Keempat puluh orang terpilih itu sudah berkumpul, senjata, kuda telah disiapkan, kemudian Senapati membagi-bagikan uang dan perhiasan kepada keempat puluh orang pasukan Khusus. Bagi yang menerima sangat senang sekali karena mendapat harta yang cukup banyak. Bagi Senapati ing Ngalaga itu sebagai dana krama (danakrama=membeli jiwa) .
Dalam hatinya, mereka sudah dapat menduganya ;” inilah harga sebuah kepala kami untuk dipersembahkan pada pemimpin kami, tetapi semoga Hyang Widi memberikan keselamatan ”serentak menyampaikan sembah sebagai penghormatan terakhir. Keempat puluh pasukan khusus dari Mataram melesat kearah utara menerobos Krendhawahana dan mendahului pasukan Pajang menunggu di seputar wilayah Kedu. (Lama perjalanan dari Pajang tidak diceritakan).
Ketika sampai di desa Jatijajar lereng barat gunung Merapi, pasukan berkuda dari bumi Mataram bertemu dengan rombongan pengawal terpidana Tumenggung Mayang. Pasukan pengawal Tumenggung Mayang yang ada di depan diterjang pasukan dari Mataram menjadi bubar.
40 orang pasukan berkuda dari Mataram, merupakan orang-orang yang yang telah terbiasa melakukan pertempuran, dan tanpa rasa takut.

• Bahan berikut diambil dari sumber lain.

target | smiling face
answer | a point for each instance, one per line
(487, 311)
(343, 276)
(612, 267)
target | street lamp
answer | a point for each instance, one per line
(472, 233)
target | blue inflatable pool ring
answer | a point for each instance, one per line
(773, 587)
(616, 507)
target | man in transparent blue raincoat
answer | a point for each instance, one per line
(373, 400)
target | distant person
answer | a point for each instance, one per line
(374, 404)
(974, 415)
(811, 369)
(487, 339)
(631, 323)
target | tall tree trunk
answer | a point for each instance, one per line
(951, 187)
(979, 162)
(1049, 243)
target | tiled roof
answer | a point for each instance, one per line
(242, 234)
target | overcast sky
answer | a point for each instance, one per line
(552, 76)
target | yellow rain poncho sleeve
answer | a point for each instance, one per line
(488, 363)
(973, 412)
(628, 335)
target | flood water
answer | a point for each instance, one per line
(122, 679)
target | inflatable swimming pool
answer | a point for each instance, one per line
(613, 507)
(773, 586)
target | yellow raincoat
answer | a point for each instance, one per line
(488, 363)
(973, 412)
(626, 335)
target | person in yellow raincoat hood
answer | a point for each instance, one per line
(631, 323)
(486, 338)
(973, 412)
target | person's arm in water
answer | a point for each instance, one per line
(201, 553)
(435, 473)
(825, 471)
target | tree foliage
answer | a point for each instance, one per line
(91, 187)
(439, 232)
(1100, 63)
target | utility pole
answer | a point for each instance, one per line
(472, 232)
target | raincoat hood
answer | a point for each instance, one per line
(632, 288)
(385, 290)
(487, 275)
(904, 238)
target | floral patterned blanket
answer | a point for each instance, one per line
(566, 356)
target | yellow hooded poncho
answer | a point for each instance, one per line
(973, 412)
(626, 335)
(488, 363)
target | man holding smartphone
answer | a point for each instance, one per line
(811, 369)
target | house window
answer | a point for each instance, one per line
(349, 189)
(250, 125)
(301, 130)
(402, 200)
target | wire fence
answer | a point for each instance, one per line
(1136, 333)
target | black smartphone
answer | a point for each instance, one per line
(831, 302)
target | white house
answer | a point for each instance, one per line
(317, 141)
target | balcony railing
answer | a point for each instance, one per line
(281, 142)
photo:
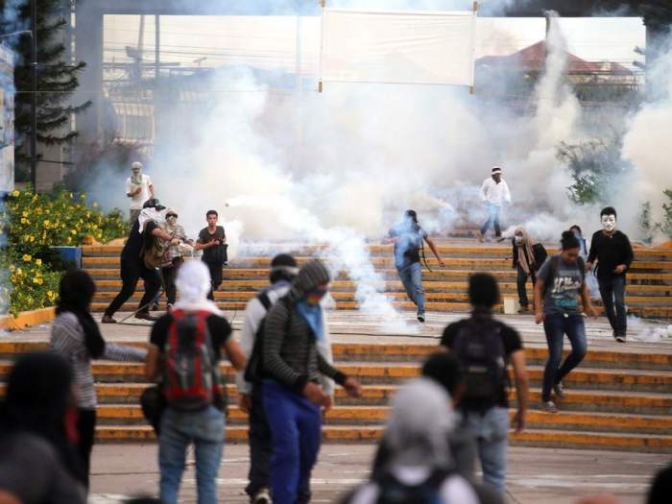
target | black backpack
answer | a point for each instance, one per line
(393, 491)
(555, 264)
(479, 347)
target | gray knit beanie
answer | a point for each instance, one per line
(311, 274)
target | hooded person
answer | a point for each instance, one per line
(76, 337)
(417, 431)
(183, 424)
(293, 366)
(139, 189)
(39, 462)
(527, 259)
(145, 230)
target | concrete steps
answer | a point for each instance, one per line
(615, 400)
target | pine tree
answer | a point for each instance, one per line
(56, 77)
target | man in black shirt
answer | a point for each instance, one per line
(132, 263)
(483, 417)
(212, 241)
(614, 256)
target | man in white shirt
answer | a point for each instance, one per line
(494, 192)
(139, 188)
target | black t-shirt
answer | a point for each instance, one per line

Pengawal yang berjumlah seribu orang karena memang tidak dipersiapkan dari awal untuk bertempur, maka ketika mendapat serangan mendadak, tak bisa berbuat banyak.
Pasukan dari bumi Mataram setelah mengetahui sasarannya, yakni seorang lelaki yang diikat kedua tangannya, jelas bahwa itulah yang harus diamankan. Maka empat puluh orang berkuda menerjang ke depan Tumenggung Mayang ditarik keatas kudanya dan dibawa kabur kearah selatan, dan diikuti oleh teman-temannya yang lain.
Pajang menyerbu Mataram
Pasukan dari Pajang sudah kocar-kacir, ada yang luka, kemudian semua kembali kearah semula melaporkan kejadiannya ke Sultan Pajang. Semua peristiwa yang terjadi di desa Jatijajar dilaporkan kepada Sultan Pajang.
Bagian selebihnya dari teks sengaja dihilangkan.